Genau diesen Werdegang sehen Kritiker aber als Bürde. Das EU-Parlament wurde bei der Auswahl übergangen, die Spitzenkandidaten zur Europawahl ausgebootet. Das nehmen nicht nur etliche Abgeordnete bis heute übel, sondern dem Vernehmen nach auch Timmermans, der als Spitzenkandidat der Sozialdemokraten selbst Kommissionschef werden wollte und nur der Vize wurde. Es könnte ein Hauen und Stechen geben, mutmaßen einige in der EU-Kommission und im Parlament.
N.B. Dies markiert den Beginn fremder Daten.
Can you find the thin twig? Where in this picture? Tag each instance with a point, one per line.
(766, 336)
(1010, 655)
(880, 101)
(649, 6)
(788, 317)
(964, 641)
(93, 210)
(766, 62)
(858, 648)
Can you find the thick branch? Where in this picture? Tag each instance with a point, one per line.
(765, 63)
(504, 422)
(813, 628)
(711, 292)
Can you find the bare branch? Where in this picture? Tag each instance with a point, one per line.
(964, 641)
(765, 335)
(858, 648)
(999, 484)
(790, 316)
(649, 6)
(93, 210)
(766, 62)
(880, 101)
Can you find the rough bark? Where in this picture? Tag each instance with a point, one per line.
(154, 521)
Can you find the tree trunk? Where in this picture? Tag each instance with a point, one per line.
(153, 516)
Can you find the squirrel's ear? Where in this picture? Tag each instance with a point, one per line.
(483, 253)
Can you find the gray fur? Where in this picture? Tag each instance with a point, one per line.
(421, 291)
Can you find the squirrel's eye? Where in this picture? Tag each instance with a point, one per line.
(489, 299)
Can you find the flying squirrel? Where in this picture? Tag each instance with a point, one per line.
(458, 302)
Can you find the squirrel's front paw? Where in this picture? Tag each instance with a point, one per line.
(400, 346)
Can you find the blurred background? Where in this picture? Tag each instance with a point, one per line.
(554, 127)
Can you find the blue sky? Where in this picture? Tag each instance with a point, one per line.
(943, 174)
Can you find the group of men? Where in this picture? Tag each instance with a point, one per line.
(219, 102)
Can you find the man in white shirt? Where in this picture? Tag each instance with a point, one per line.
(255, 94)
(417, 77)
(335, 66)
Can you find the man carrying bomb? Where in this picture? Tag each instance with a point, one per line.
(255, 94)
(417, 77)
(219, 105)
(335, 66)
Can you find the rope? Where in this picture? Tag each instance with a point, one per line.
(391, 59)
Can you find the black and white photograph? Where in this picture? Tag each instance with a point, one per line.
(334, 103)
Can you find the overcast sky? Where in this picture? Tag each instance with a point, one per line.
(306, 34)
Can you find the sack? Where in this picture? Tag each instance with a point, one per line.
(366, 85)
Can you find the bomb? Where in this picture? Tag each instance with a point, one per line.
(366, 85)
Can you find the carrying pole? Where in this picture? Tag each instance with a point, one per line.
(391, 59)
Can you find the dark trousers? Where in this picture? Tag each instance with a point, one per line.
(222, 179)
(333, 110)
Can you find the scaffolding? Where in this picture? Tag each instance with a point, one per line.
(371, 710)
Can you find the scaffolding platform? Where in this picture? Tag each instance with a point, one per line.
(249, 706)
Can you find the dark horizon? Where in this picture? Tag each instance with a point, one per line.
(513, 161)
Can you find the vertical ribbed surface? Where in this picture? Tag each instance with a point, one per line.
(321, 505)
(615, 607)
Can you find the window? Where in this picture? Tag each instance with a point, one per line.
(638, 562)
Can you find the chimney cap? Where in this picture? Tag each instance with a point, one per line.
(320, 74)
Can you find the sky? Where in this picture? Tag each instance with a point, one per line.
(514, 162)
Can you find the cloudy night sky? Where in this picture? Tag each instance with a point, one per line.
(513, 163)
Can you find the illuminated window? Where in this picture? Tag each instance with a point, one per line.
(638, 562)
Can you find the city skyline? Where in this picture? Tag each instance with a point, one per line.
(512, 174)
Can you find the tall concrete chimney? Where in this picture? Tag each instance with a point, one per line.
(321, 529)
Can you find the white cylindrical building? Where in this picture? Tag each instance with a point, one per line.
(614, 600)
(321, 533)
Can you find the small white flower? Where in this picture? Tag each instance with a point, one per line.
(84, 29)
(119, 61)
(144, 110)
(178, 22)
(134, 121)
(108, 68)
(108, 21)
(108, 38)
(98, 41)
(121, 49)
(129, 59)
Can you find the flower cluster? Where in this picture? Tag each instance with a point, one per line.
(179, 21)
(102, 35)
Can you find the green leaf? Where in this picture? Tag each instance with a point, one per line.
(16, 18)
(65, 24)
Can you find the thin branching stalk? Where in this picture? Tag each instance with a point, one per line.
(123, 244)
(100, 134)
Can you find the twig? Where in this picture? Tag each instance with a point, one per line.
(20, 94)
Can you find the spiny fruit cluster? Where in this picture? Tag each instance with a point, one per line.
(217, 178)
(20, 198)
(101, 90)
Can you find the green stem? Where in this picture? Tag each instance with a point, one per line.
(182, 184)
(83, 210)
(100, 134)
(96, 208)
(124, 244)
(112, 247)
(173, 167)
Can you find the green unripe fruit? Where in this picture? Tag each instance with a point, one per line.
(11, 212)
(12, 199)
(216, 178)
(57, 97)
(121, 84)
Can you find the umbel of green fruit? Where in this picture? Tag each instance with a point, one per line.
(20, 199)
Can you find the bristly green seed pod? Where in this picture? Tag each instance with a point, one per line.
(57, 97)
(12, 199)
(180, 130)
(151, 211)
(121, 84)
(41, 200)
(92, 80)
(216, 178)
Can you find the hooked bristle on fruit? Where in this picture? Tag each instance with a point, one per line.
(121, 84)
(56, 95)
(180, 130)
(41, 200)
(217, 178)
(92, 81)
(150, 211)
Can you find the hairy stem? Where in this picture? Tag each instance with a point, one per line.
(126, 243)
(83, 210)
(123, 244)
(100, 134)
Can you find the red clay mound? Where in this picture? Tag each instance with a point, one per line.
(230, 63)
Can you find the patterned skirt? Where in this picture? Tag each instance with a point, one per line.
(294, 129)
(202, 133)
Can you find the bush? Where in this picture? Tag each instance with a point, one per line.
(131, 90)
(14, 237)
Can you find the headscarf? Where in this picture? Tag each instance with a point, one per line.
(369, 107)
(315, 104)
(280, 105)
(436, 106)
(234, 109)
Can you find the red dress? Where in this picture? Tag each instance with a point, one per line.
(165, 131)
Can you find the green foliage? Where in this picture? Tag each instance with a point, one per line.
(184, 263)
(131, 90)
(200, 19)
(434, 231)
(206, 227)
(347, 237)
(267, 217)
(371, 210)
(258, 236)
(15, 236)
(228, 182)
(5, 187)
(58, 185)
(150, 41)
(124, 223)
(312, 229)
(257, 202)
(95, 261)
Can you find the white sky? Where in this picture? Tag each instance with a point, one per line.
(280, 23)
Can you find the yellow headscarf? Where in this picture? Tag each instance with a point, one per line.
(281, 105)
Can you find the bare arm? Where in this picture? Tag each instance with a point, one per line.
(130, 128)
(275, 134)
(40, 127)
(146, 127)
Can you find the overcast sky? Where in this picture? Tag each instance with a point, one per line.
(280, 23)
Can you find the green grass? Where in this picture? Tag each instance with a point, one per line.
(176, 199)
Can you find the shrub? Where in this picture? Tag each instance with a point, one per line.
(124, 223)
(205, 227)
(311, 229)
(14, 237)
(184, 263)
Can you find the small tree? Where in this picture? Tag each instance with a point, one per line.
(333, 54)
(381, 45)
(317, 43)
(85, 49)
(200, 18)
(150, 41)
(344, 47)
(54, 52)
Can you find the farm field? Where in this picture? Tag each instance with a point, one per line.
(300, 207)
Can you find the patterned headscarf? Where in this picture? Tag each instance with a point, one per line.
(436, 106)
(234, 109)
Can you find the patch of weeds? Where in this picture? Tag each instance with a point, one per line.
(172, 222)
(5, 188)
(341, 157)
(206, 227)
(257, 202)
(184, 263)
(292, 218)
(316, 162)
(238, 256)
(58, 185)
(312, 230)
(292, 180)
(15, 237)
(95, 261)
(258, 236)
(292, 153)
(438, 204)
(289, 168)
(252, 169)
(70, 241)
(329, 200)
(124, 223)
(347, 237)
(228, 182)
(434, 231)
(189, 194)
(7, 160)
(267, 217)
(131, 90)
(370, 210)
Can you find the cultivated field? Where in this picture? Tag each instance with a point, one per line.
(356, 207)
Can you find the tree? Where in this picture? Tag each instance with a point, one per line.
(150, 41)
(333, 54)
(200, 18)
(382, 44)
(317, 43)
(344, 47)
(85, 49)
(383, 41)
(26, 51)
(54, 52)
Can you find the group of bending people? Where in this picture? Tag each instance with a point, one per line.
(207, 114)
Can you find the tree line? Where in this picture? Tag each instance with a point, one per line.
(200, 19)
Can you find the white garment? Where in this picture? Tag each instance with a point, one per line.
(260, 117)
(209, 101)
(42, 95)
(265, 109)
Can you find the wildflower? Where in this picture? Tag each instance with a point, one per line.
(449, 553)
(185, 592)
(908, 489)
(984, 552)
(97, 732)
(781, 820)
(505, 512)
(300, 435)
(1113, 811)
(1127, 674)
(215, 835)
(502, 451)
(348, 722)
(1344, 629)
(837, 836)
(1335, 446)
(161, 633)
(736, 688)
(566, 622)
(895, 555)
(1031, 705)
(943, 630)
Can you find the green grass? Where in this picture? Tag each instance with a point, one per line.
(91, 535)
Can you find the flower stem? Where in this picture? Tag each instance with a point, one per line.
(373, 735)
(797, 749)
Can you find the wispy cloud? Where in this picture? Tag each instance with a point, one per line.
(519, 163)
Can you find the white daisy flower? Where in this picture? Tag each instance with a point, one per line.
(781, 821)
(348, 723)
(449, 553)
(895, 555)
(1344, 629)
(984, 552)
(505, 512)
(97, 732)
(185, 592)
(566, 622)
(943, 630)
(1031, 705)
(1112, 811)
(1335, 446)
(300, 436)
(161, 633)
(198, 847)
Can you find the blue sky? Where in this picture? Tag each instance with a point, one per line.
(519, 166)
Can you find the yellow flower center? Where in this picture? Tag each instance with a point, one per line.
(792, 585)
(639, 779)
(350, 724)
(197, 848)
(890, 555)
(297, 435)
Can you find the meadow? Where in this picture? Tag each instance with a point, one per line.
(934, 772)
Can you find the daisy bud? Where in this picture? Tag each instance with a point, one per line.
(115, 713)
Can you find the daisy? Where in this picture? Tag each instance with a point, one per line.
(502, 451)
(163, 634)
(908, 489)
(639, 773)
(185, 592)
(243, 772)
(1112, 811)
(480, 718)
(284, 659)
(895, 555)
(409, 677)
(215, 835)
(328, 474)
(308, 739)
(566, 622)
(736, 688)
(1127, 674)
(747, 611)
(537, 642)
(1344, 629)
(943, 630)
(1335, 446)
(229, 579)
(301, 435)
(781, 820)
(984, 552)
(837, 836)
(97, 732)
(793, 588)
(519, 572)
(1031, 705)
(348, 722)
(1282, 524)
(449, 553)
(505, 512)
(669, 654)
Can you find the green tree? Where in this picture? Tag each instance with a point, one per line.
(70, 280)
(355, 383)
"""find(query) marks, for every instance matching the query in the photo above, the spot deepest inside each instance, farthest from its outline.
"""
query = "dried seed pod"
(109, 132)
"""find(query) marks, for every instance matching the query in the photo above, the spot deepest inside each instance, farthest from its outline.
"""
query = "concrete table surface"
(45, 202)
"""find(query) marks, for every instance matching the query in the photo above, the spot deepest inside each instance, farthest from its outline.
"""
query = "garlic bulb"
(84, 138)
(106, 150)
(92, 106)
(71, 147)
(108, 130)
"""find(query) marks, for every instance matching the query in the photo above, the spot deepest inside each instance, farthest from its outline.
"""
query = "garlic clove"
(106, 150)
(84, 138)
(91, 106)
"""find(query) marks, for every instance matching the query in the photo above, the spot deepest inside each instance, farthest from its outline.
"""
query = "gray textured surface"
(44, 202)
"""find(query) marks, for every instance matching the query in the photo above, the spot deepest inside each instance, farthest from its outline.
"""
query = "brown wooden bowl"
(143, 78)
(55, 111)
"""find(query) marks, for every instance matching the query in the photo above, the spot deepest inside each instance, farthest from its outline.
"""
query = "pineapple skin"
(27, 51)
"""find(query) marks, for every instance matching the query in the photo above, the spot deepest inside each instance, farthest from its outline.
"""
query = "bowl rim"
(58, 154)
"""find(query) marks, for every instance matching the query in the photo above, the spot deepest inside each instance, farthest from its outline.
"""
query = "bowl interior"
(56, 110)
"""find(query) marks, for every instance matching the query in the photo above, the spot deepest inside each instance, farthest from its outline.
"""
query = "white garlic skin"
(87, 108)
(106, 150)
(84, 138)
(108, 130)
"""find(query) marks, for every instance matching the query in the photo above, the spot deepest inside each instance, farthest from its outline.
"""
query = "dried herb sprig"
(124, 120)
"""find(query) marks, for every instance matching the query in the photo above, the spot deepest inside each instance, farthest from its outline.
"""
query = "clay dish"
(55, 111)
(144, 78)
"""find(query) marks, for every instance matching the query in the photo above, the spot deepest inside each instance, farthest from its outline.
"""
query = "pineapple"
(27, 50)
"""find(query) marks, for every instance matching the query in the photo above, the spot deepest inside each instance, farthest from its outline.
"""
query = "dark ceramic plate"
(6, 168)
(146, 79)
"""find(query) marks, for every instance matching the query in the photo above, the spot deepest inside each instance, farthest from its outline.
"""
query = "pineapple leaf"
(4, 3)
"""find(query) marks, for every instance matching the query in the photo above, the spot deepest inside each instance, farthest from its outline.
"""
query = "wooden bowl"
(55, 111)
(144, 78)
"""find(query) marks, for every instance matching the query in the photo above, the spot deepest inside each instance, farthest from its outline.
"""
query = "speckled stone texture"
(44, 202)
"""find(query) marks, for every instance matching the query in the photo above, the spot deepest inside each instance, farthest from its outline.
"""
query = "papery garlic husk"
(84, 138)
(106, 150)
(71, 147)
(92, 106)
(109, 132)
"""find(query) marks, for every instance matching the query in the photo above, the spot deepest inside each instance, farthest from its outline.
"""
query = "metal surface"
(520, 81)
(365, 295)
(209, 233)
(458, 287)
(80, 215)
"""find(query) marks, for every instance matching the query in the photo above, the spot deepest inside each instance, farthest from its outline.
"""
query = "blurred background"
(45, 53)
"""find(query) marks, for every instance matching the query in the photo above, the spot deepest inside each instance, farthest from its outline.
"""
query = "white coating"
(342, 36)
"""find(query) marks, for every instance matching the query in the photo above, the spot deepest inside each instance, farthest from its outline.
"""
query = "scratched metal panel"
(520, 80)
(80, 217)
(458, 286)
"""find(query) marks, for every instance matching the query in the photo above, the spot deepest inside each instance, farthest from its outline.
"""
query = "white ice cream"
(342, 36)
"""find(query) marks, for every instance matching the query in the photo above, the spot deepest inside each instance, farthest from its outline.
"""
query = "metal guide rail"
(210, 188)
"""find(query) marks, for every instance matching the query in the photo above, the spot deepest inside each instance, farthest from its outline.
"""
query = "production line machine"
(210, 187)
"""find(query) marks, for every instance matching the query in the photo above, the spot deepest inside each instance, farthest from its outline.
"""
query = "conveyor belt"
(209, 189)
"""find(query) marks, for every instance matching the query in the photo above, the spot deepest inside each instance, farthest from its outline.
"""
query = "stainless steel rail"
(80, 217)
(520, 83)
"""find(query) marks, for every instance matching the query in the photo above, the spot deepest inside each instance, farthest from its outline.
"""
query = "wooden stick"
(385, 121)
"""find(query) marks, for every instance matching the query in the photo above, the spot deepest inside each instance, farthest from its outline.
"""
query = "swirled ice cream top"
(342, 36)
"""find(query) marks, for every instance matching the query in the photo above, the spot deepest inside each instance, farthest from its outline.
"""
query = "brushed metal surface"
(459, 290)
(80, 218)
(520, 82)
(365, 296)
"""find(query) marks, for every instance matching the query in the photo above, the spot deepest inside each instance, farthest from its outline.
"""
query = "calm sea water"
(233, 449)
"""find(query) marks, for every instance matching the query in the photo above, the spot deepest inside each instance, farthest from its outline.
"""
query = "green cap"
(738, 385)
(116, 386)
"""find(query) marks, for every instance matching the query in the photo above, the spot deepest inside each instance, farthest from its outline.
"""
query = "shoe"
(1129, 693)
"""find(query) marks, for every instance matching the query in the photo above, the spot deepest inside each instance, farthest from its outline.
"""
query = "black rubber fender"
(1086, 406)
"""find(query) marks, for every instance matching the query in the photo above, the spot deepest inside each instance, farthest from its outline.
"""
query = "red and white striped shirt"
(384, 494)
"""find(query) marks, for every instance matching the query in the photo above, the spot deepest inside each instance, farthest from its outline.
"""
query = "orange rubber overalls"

Für Gesetze wird sich von der Leyen zudem ihre Mehrheiten zusammenklauben müssen aus Christ- und Sozialdemokraten, Liberalen, Grünen, Linken oder Konservativen. Die potenziellen Partner bleiben misstrauisch. «Ihre Überschriften hören sich gut an, aber der Teufel steckt im Detail», sagt zum Beispiel die Grünen-Fraktionschefin Ska Keller. Linken-Fraktionschef Martin Schirdewan meint, von der Leyen habe allen alles versprochen. «Jetzt soll sie mal liefern.» Und der SPD-Abgeordnete Udo Bullmann beklagt, von der Leyen sei «strukturell abhängig» vom Wohlwollen der EU-Staaten. Eine öffentliche Rüge ihres «Erfinders» Macron hat sie im Streit über den französischen Kommissionsposten schon eingesteckt.

WIE SIE ES ANGEHT

Von der Leyen gibt sich trotz allem gut gelaunt und energiegeladen. Als Tochter des damaligen EU-Beamten Ernst Albrecht selbst in Brüssel geboren, fühlt sie sich als Vollbluteuropäerin und wirft sich mit einer Mischung aus Enthusiasmus, Pathos und praktischer Vernunft in die neue Aufgabe. Statt einer Brüsseler Wohnung bezieht sie im Amtssitz Berlaymont ein 25 Quadratmeter großes Zimmer - das spare Sicherheitskosten und Zeit zur Anfahrt, rechnet sie vor. Doch zeigt sie sich, wie in ihrer langen Zeit als Ministerin in Berlin, nicht nur sehr diszipliniert, sondern auch kontrolliert. Vertrauen schenkt sie vor allem ihren nach Brüssel mitgenommenen langjährigen Mitarbeitern. Alle anderen werden aus ihr noch nicht ganz schlau.